Users want to see how they will gain value from an app (their superpowers) before they are willing to give out their name, email, money etc. and that is why asking for the right set of information and permissions at the right time is essential.
Explaining too many superpowers too quickly creates a cognitive overload for the users.
That’s the reason why our go-to strategy to tackle this problem, had a BIG NO to feature-based on boarding.
1/ QnA based on boarding
An interactive, conversational way of letting the users learn what MilkBasket has to offer (the way the user thinks). Each answer has associated explanation to how the user may go on about using the app.
Thinking that all a user needs is a simple on boarding is an anti-structure. Instead, we need to hold the user’s hand and guide them through learning our app’s lexicon, and that’s what our intent was with a QnA-based on boarding.
Still any dubious superheroes out there?
The user is bound to make mistakes, particularly when they have to take long steps for registration. Our redesign of the signup process enabled the user to take baby steps. In spite of the fact that there was an increase in a number of steps the user had to cross to signup, we were able to ask them to put in their complete address, verify their number and set a PIN.
“It doesn’t matter how many times I have to click, as long as each click is a mindless, unambiguous choice.”
― Steve Krug, Don’t Make Me Think
2/ One password for entire family
In the redesign, we established a firm belief that users of MilkBasket shouldn’t have the burden to remember another password. Thus, a 4 Digit PIN was introduced, so that everybody in a family can login using the same without ever having to exchange long passwords. To double up our chances of successful registration we provided a fail-safe option of ‘Sign up with OTP’ option as well.

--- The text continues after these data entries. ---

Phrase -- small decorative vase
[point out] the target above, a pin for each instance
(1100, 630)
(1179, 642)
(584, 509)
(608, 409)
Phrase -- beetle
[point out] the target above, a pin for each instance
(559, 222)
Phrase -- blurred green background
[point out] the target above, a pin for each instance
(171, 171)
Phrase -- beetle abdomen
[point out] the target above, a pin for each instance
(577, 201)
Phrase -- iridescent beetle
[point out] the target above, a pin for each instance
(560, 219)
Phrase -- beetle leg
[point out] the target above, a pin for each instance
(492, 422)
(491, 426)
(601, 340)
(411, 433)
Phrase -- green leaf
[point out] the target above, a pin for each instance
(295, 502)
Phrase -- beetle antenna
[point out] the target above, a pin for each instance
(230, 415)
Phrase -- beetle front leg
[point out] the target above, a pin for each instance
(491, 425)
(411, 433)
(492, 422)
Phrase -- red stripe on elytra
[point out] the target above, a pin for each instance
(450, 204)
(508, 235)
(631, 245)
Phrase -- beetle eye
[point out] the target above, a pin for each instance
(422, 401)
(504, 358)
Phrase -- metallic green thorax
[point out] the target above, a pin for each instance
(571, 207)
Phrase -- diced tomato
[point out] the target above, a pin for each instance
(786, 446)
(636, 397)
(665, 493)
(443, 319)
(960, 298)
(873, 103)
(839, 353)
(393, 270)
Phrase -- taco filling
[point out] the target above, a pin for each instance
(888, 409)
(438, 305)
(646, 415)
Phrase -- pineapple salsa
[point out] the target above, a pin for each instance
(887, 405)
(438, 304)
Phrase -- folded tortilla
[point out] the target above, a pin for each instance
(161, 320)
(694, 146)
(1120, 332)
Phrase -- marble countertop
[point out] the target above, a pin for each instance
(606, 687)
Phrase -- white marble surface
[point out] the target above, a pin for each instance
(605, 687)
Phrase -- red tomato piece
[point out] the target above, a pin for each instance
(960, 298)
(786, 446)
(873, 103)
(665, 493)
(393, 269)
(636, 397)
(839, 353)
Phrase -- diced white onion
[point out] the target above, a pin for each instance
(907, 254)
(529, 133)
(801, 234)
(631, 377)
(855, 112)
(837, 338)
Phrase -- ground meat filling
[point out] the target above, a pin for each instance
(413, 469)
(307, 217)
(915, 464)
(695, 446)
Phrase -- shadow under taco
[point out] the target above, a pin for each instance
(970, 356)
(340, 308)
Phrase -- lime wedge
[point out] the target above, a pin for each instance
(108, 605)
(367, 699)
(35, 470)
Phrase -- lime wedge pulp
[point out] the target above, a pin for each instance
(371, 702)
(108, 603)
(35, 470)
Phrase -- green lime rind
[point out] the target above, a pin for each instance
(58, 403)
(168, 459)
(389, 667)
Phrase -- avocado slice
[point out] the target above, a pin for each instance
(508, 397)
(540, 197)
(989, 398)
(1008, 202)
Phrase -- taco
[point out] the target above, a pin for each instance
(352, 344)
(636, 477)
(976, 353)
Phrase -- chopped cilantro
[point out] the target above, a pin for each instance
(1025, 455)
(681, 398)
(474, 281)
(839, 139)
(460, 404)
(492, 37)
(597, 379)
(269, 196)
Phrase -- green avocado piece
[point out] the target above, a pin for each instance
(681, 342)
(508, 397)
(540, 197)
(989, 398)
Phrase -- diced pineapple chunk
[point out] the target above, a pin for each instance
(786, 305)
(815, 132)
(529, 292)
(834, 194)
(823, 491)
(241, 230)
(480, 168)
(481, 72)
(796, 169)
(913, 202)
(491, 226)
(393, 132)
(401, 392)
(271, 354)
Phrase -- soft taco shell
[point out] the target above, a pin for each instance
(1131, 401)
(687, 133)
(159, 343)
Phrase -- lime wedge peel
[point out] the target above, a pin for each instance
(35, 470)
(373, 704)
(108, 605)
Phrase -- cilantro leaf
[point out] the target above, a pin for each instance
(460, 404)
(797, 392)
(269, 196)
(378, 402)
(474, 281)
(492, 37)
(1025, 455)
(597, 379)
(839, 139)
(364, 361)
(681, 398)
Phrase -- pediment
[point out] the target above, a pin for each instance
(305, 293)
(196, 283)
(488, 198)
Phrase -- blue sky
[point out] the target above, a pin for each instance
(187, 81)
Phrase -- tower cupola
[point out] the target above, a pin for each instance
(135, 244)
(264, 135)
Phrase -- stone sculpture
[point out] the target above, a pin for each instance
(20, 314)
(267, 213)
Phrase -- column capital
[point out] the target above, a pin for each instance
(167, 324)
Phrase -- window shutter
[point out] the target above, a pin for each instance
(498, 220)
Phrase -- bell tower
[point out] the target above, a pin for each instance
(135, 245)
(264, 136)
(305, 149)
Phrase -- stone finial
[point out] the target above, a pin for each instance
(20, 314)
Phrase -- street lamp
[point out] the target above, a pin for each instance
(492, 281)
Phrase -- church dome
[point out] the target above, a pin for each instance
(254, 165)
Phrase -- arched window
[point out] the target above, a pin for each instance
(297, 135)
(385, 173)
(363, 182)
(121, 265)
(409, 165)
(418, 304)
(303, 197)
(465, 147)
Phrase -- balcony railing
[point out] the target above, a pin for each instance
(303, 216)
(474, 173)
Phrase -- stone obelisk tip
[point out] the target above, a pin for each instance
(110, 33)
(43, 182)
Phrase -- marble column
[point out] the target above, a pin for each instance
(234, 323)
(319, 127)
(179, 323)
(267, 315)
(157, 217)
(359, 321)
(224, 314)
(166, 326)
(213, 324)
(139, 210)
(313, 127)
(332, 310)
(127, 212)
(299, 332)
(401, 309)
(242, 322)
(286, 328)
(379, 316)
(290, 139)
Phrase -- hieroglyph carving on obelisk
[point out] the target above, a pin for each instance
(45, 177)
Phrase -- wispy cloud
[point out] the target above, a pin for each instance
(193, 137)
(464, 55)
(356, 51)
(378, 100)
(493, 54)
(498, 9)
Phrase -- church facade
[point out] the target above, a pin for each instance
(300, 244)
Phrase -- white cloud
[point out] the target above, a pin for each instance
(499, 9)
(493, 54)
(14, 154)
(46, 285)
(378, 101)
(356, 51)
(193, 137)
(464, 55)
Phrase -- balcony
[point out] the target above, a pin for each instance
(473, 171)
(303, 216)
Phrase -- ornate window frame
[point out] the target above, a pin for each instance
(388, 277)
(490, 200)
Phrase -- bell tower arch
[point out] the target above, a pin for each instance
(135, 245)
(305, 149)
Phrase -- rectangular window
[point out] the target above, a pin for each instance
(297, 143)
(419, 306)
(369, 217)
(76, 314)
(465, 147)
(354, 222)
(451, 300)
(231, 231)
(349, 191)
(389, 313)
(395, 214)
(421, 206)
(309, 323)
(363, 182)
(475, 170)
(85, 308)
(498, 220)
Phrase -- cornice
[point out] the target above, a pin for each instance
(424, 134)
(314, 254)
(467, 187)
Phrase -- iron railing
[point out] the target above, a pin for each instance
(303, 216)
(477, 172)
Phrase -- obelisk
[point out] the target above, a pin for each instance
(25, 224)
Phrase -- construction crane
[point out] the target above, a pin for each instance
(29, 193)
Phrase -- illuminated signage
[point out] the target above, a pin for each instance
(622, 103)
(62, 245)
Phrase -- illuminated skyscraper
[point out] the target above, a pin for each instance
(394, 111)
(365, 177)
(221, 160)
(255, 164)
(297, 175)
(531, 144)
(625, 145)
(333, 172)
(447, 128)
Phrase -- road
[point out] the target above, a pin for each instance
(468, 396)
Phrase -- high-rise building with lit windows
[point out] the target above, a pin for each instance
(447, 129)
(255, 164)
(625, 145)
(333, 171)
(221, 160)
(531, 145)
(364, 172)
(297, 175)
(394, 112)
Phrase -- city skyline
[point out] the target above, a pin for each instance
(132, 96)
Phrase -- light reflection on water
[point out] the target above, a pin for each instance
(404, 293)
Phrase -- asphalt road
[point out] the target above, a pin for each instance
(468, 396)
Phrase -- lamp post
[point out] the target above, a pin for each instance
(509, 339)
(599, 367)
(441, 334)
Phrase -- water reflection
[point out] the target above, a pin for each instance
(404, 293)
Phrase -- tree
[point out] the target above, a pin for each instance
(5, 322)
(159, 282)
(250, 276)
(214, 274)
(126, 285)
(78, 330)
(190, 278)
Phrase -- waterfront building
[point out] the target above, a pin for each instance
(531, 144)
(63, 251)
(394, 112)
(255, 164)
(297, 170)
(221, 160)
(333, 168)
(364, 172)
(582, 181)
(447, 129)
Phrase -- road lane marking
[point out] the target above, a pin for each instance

New MilkBasket: Be a good guide
A user journey of a product is more of emotional highs and lows. A great on boarding doesn’t mean your work is done. When users (customer or users) starts using your app, they’re making some kind of investment — maybe time, financial, or the space in their brain filled with your app’s instructions. MilkBasket’s gentle and informative on boarding didn’t mean the user was ready for making purchases.
3/ Try Demo Initiative
which instigates a bird’s eye view of the purchase process of MilkBasket, resulting with the knowledge of the wallet top-up feature.
Remember that time from Spider-Man (2002) when he was just discovering his superpowers and then smashed into a billboard? Well, this is it.
A guided demo is the closest thing to a sales person explaining the virtues, features, and functions of an app to a user.
For us the process of building a seamless checkout was just as important as the registration process; for that, we needed to tweak the payments process. Instead of adding the money to the wallet after the selection of the products, we pushed the users to engrave that trust in us, with their money by wallet top-up (just after the Demo).
Pushing the users to add money to their wallet up-front would enable them to:
- Friction-less checkout since there is no need to add payment details after every checkout
- Depend highly on MilkBasket’s subscription-based model
- Forget the hassle of early morning payments
Keep Them Coming Back
While we are done with the crucial part of getting the customers to solve a real problem, unfortunately, you can’t stop there. We have to make sure that users know everything about the super power they possess.
To keep your users coming back, you have to show them how else can your product make their lives better.
Hope you found this article helpful.
We’ll be back to talk more about the insights — understand what benchmarks or KPIs are set, in order to evaluate the success and capture the expectations of this redesign.